Navigator

Navigator

Divine Southgate-Smith

06.03.25 - 12.04.25






Exhibition text by Divine Southgate Smith:

 

Navigator is an exhibition about movement – the movement of history, memory, and ideas across time. It engages with archives as temporal instruments, mapping how the past refracts through the present and gestures toward possible futures. Right now, however, I feel like I’m at a standstill. This exhibition comes at a moment where I find myself looking back – at the year that has passed, at everything that has moved through me. And I keep asking: Where am I going?

 

Lately, I’ve been thinking about care and rest, especially in relation to my practice, which often confronts difficult histories and contemporary tensions. The state of the world – what we are witnessing in Palestine, Congo, Sudan, Haiti, Lebanon – has made it hard to find the right words. The political landscape feels ablaze. Across continents, burning tires mark rupture, urgency, and a demand for change. For a fire to occur, four elements must be simultaneously present: oxygen, heat, fuel, and a spark. I think of hope as the oxygen in that equation—the thing that makes transformation possible.

 

Breathe.

 

In Navigator, I extend my ongoing interrogation of archival imagery and its entanglement with memory, agency, and institutional control. This latest body of work magnifies archival photographs (previously used in my series ‘What I’ve Been Doing Lately’, 2023) to the point of dissolution, where once-recognizable subjects slip into abstraction, severed from their original contexts. The act of extreme zooming fractures the notion of ownership, challenging the bureaucratic structures that govern image rights acquisition and the politics of access. In this act of reimagining, I propose abstraction as a counter-memory, a way to navigate the constraints of institutional violence while reclaiming the right to self-representation.

 

For me, storytelling isn’t linear – it is layered. I see my own experiences as points of entry into something much larger, something deeply connected to a collective memory. At the heart of the work is a meditation on who has the authority to represent, to document, and to claim the visual narrative of our histories. Through distortion, fragmentation, and reconfiguration, I disrupt the extractive logic of the archive, offering an alternative visual language rooted in opacity and refusal. The resulting compositions, hovering between visibility and invisibility, evoke a spectral presence – figures withheld, yet insistently there.

 

I think about movement, both literal and metaphorical – migration, displacement, and the way histories shift as people and objects traverse space and time. My practice isn’t bound to one medium, and my process isn’t just about what is being depicted but about how materials carry memory. Printmaking, for example, has a lineage that speaks to both tradition and reproduction, to preservation and dissemination. I play with those tensions. The shift between digital and analog, the contrast between old and new – it’s all a way of navigating ideas of presence, absence, and transformation.

 

Navigator doesn’t try to answer ‘where are we going?’ Instead, it lingers in uncertainty, exploring what happens when an idea, an energy, a moment refracts through time. I quote Nina Simone: ‘An artist’s duty, as far as I’m concerned, is to reflect the times.’ And I ask myself: ‘What will you do this time, when you feel like you have nothing to say?’

 

So I collect fragments. Relics.

 

I piece together something that reflects my humanity—my work, my life, my dreams.

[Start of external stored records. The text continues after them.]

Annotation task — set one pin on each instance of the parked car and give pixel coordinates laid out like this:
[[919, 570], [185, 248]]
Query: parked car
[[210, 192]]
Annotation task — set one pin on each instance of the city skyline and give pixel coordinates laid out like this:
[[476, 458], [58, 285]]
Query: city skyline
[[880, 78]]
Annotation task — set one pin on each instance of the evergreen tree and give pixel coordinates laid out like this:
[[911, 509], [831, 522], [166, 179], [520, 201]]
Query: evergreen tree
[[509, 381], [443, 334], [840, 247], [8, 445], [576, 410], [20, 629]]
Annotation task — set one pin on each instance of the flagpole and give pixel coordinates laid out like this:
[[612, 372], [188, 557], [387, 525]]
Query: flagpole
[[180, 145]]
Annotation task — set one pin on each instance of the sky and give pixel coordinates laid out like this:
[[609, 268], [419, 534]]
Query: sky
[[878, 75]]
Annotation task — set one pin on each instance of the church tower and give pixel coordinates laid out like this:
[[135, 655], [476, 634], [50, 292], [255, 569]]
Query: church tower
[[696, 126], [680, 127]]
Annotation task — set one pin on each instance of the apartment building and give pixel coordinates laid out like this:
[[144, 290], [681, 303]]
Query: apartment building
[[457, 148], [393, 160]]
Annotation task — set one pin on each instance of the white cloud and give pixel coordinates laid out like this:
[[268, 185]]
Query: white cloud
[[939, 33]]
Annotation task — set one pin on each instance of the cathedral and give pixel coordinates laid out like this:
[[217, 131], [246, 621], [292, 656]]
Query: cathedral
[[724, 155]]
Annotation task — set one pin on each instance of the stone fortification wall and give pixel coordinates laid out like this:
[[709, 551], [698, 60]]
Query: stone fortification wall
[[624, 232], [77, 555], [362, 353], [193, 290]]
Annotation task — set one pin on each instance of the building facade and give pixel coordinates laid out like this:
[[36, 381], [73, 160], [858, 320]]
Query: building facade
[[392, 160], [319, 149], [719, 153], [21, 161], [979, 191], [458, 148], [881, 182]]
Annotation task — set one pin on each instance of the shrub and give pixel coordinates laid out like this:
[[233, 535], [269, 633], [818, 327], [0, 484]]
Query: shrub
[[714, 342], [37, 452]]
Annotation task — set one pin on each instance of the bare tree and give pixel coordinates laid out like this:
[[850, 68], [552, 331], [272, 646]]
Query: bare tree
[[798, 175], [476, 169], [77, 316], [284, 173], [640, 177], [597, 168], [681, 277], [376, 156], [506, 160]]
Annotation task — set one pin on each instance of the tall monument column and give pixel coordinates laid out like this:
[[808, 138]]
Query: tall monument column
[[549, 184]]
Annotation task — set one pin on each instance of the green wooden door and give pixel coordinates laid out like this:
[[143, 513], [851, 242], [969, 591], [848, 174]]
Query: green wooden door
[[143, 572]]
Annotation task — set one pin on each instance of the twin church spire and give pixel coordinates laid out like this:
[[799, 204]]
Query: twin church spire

I want people to leave this exhibition feeling something visceral—a sense of navigation, of searching, of moving between past and present. Most importantly, I want them to leave with a sense of possibility.

 

Southgate-Smith (1995, Lomé) received her/their Postgraduate Diploma from the The Royal Academy of Arts, London (2022). In 2024, the artist received a research fellowship from East Gallery, Norwich, in collaboration with Sainsbury Center for Visual Arts, where she/they studied the cultural and spiritual function of sculpture in African domestic spaces.

 

Selected solo exhibitions include Aspects of Things Existing, Frieze London with Nicoletti (2024); Am I Porous or Imploding, EAST Gallery, Norwich University of the Arts, UK (2024); What I’ve Been Doing Lately, CEU open gallery, Budapest, organised and supported by The British council, as a part Photo Festival (2024); SPIT, Duo exhibition with Emmanuel Awuni, Public Gallery, London, UK; TEETH KISSIN’, Soup Gallery, London, UK (2023).

 

Selected group exhibitions include Hard Evidences, 198 Contemporary Arts and Learning, London, UK, (2025); Power Plants: Intoxicants, Stimulants & Narcotics, Sainsbury Center for Visual Arts, Norwich, UK (2024); Field of Difference, Palmer Gallery, London, UK (2024); The last train after the last train, PUBLIC Gallery, London, UK (2023); Globalisto: Fragments of a Community, curated by Mo Laudi, 31 PROJECT, Paris, FR (2023); Galerina x Arcadia Missa, Ways of Living 3.0, Arcadia Missa, London, UK (2023); DAWA, curated by Latif Samassi, 3537, Paris, FR (2023); The Ultimate Bootleg Experience, Studio Chappel, London, UK (2023); and Of Mythic Worlds, curated by Harold Offeh, Sainsbury Center for Visual Arts, Norwich, UK (2022), among others.

 

In 2022 she/they published her/them first book: TEETH KISSIN’ Where Elephants Reside, published by Lichen Books, and All Purpose Studios.

 

Southgate-Smith’s work is part of a number of permanent collections, including The Royal Academy of Arts, London, UK; Sainsbury Center for Visual Arts, Norwich, UK; Casa Do Design, Porto, PT; Lexus Private collection, Brussels, BE.